AgentKit provides an integrated suite that lets developers create, manage, and improve AI agents without juggling disconnected tools.
Agent Builder – visual workflow designer
Agent Builder offers a drag‑and‑drop canvas where teams can map out multi‑agent logic, add guardrails, and version each iteration. The interface promotes rapid prototyping and clear communication across product, legal, and engineering groups.
- Canvas supports nodes for tool calls, conditionals, and loop constructs.
- Built‑in preview runs let you test a workflow instantly.
- Full version history enables safe rollback and A/B testing.
- Template library accelerates common patterns such as support bots and research assistants.
- Integrates with large language models via the Responses API.
Connector Registry – centralized data and tool management
The Connector Registry aggregates external services into a single admin panel, allowing administrators to control access and configure connections for all agents in an organization.
- Pre‑built connectors for Dropbox, Google Drive, SharePoint, Microsoft Teams, and more.
- Custom connector framework supports third‑party MCPs.
- Global Admin Console governs domains, SSO, and multi‑org API keys.
- Guardrails can be attached at the connector level to mask PII or block jailbreak attempts.
- Works within Choosing the right AI model guidelines.
ChatKit – embedable chat‑based agent UI
ChatKit reduces the effort required to integrate conversational agents into web or mobile products, handling streaming responses, thread management, and UI theming.
- SDKs for JavaScript and React simplify embedding.
- Customizable themes align the chat appearance with brand guidelines.
- Supports real‑time “thinking” indicators to improve user trust.
- Built‑in analytics capture interaction metrics.
- Compatible with cloud computing architecture for scalable deployments.
Evals Enhancements – measuring and improving agent performance
New eval capabilities let developers create datasets, run trace grading, automate prompt refinement, and benchmark third‑party models, all from a single interface.
- Dataset creator with automatic grader attachment.
- Trace grading visualizes end‑to‑end workflow execution.
- Prompt optimizer generates higher‑quality prompts based on human feedback.
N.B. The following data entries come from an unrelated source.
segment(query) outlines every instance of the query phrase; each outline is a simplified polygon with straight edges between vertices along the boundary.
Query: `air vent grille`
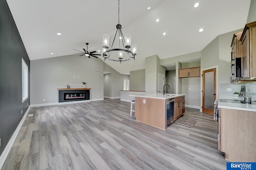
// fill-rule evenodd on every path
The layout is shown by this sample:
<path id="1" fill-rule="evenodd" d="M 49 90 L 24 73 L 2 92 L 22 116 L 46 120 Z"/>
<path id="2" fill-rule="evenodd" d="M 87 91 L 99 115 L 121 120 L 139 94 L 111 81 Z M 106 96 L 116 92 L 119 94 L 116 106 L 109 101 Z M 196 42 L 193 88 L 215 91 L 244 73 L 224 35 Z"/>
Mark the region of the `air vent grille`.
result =
<path id="1" fill-rule="evenodd" d="M 98 71 L 98 70 L 94 70 L 94 73 L 99 73 L 100 74 L 103 74 L 103 71 Z"/>

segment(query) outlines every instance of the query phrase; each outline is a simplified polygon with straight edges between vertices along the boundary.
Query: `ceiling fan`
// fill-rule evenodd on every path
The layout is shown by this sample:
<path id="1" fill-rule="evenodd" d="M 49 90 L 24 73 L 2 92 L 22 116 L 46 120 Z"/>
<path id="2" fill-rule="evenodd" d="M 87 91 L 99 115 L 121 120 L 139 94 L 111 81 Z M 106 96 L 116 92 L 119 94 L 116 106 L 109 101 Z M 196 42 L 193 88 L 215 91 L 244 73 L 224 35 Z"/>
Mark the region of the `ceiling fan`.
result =
<path id="1" fill-rule="evenodd" d="M 86 55 L 87 56 L 88 56 L 88 57 L 89 57 L 89 58 L 90 58 L 90 55 L 92 56 L 92 57 L 94 57 L 95 58 L 98 58 L 98 57 L 97 57 L 96 55 L 101 55 L 100 54 L 97 54 L 94 53 L 95 53 L 97 52 L 96 51 L 92 51 L 92 52 L 89 52 L 88 51 L 88 44 L 89 44 L 89 43 L 86 43 L 86 44 L 87 46 L 87 48 L 86 48 L 86 50 L 85 49 L 83 48 L 83 49 L 84 50 L 84 52 L 81 51 L 80 51 L 78 50 L 75 49 L 74 49 L 74 50 L 77 51 L 79 51 L 79 52 L 80 52 L 81 53 L 74 53 L 74 52 L 73 52 L 73 53 L 78 53 L 78 54 L 83 54 L 82 55 L 79 55 L 79 56 L 81 56 L 82 55 Z"/>

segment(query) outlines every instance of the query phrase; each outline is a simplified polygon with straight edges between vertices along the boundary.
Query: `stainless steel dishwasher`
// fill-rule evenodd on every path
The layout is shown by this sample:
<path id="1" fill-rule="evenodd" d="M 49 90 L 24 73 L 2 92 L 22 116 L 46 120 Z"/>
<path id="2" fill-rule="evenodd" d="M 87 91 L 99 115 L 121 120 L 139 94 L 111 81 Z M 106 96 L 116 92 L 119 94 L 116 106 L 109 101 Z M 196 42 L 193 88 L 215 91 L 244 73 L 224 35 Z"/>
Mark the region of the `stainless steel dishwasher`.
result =
<path id="1" fill-rule="evenodd" d="M 166 99 L 166 127 L 173 122 L 173 113 L 174 104 L 174 99 Z"/>

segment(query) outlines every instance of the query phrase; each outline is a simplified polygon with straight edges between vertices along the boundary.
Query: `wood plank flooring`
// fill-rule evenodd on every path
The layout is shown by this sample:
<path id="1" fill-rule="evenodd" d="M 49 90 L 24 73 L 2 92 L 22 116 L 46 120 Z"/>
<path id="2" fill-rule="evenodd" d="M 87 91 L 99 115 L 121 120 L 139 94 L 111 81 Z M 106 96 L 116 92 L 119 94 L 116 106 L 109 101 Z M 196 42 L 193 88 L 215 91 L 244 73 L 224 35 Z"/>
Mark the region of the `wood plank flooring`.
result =
<path id="1" fill-rule="evenodd" d="M 130 117 L 120 99 L 32 107 L 2 170 L 226 170 L 212 116 L 166 130 Z"/>

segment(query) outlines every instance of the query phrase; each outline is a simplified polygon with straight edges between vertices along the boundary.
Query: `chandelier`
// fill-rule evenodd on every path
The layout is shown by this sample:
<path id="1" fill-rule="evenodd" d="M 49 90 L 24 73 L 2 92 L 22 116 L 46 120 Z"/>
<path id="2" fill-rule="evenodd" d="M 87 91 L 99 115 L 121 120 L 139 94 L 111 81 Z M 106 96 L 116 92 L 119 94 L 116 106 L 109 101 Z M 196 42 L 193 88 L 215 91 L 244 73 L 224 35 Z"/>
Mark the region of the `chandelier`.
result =
<path id="1" fill-rule="evenodd" d="M 115 35 L 111 47 L 109 49 L 108 49 L 109 36 L 106 34 L 103 35 L 102 55 L 104 58 L 105 61 L 106 59 L 114 61 L 120 61 L 120 63 L 121 63 L 122 61 L 125 61 L 132 59 L 135 60 L 135 55 L 137 54 L 137 47 L 135 44 L 133 44 L 131 46 L 131 35 L 130 34 L 126 34 L 124 36 L 124 37 L 123 33 L 121 30 L 122 26 L 119 23 L 119 0 L 118 0 L 118 23 L 116 26 L 116 35 Z M 115 42 L 118 32 L 119 38 L 118 38 L 119 40 L 119 48 L 112 48 L 113 45 Z M 122 45 L 122 48 L 121 48 Z M 131 51 L 130 51 L 130 50 Z M 115 52 L 116 53 L 116 52 L 118 53 L 118 55 L 115 55 L 115 54 L 114 53 Z M 126 54 L 125 55 L 125 56 L 124 56 L 123 55 L 123 52 L 124 52 L 125 54 L 127 53 L 127 55 Z M 111 54 L 112 54 L 112 55 Z M 113 55 L 114 56 L 114 57 L 116 58 L 113 58 Z M 118 58 L 117 58 L 118 56 Z"/>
- Third‑party model support expands evaluation beyond OpenAI offerings.
- Integrated with secure development environments best practices.
Reinforcement Fine‑Tuning – custom reasoning for specific tasks
Reinforcement fine‑tuning (RFT) allows teams to adapt reasoning models to call the right tools at the right moment and to enforce custom success criteria.
- Custom tool‑call training improves workflow efficiency.
- Custom graders let you define task‑specific evaluation metrics.
- Available on o4‑mini and in private beta for GPT‑5.
- Beta feedback loop informs future model releases.
- Works in conjunction with Agent Builder guardrails for safe operation.